Eine Kritik von Ultimate87 (Bewertung des Films: 8/10)
eingetragen am 27.07.2011, seitdem 155 Mal gelesen


Der Mittelteil einer Trilogie ist allzu oft dazu da, das Finale vorzubereiten. Die Charaktere werden wie Schachfiguren in die letzte Position gebracht und die wichtigsten Passagen und größten Szenen für das Ende aufgespart. Manchmal führt das auch dazu, dass der zweite Teil der gelungenste ist, beispielsweise "Das Imperium schlägt zurück". Bei "Der Herr der Ringe: Die zwei Türme" ist es allerdings eher so, dass man das Finale erarbeitet.

Viele neue Figuren lernt man kennen, Theoden, Grima Schlangenzunge oder Baumbart, die allesamt toll getroffen wurden. Ebenso gelungen sind die Actionszenen und Schlachten. Beim Kampf um Helms Klamm geht vieles zu Bruch, Kämpfe und Spezialeffekte sind top, ebenso Kameraarbeit und Sound, was den leisen Wunsch hegt, die Trilogie mal in den Kinos in 3-D zu bewundern.
Gimlis zunehmende Garantie für One-Liner bringt Witz in die ansonsten düstere Story, was mir ausgesprochen gut gefallen hat.

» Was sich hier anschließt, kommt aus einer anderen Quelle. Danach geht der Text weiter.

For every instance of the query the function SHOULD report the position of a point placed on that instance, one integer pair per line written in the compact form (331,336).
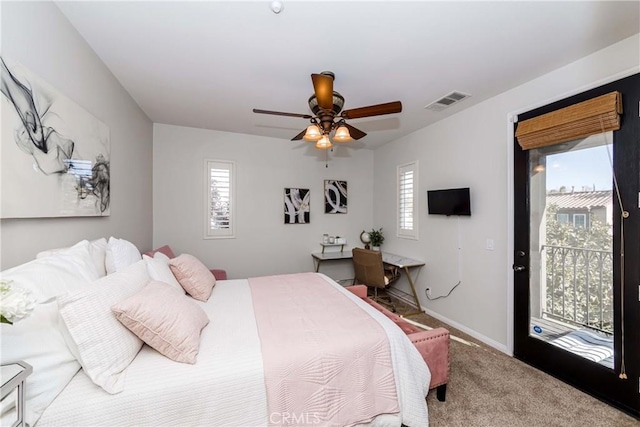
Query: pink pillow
(165,319)
(193,276)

Allerdings verlässt Peter Jackson an einigen Stellen die Dynamik des ersten Teils, widmet manchen Szenen zu viel Zeit. Insbesondere die Episode, in der Aragorn als tot gilt und die entsprechende Gefühlsduselei mit Arwen nerven. Gerade ihr wird ein wenig zu viel Zeit geschenkt.
"Die zwei Türme" hat nicht mehr die Vielzahl an verschiedenen Locations zu bieten wie "Die Gefährten", was ein wenig Abwechslung kostet. Zwar kommen Rohan und der Fangorn dazu, aber die Gangart ist in der ersten Hälfte etwas gemäßigter, weshalb sich Jackson eben auch solche Sachen wie Aragorns Beinahe-Tod leisten kann. "Die zwei Türme" hat einige Längen, löst diese aber stets durch atemberaubende Landschaftsaufnahmen oder eindrucksvolle Kämpfe auf.

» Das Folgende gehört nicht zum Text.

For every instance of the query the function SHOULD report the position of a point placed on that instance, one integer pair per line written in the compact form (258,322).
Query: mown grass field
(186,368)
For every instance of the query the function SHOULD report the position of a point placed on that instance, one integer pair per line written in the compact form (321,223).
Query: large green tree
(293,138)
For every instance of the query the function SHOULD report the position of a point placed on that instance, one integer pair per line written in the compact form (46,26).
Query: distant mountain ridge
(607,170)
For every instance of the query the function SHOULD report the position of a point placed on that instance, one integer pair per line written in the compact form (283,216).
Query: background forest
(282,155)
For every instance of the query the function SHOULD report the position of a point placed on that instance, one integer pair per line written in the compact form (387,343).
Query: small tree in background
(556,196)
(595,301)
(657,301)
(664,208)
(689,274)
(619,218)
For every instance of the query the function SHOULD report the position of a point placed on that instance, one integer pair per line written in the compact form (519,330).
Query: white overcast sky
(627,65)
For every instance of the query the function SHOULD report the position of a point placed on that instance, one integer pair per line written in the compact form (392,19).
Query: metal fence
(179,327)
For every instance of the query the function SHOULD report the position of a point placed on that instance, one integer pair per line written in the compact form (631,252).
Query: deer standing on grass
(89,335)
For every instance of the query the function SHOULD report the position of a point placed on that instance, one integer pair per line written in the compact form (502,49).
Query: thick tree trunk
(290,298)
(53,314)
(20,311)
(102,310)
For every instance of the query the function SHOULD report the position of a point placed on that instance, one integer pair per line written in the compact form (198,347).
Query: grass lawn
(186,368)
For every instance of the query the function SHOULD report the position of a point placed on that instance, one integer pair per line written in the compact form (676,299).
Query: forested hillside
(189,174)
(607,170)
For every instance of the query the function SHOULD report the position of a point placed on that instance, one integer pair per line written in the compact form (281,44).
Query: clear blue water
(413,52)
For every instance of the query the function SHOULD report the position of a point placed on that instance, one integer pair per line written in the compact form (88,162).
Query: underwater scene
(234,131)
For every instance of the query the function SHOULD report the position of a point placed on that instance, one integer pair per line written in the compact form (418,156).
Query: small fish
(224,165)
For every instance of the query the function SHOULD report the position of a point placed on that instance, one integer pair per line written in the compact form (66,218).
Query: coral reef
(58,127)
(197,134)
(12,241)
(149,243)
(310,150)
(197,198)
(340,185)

Die Schauspieler verkörpern wie schon im Erstling die Figuren mit viel Fingerspitzengefühl. Im zweiten Teil kommt der heimliche Hauptdarsteller der gesamten Reihe hinzu, Gollum, toll "gespielt" von Andy Serkis und phänomenal animiert, was die Geschichte mit dem Ring auch wieder interessant macht, denn Frodos Bürde würde irgendwann auch zu Leerlauf führen.

Fazit: Der zweite und mittlere Teil der "Herr der Ringe"-Reihe ist der schwächste in meinen Augen, dennoch ein bemerkenswertes und mehr als ansehnliches Abenteuer-Epos mit tollen Schlachten, gelungenem Witz und ordentlich Pathos und Dramatik.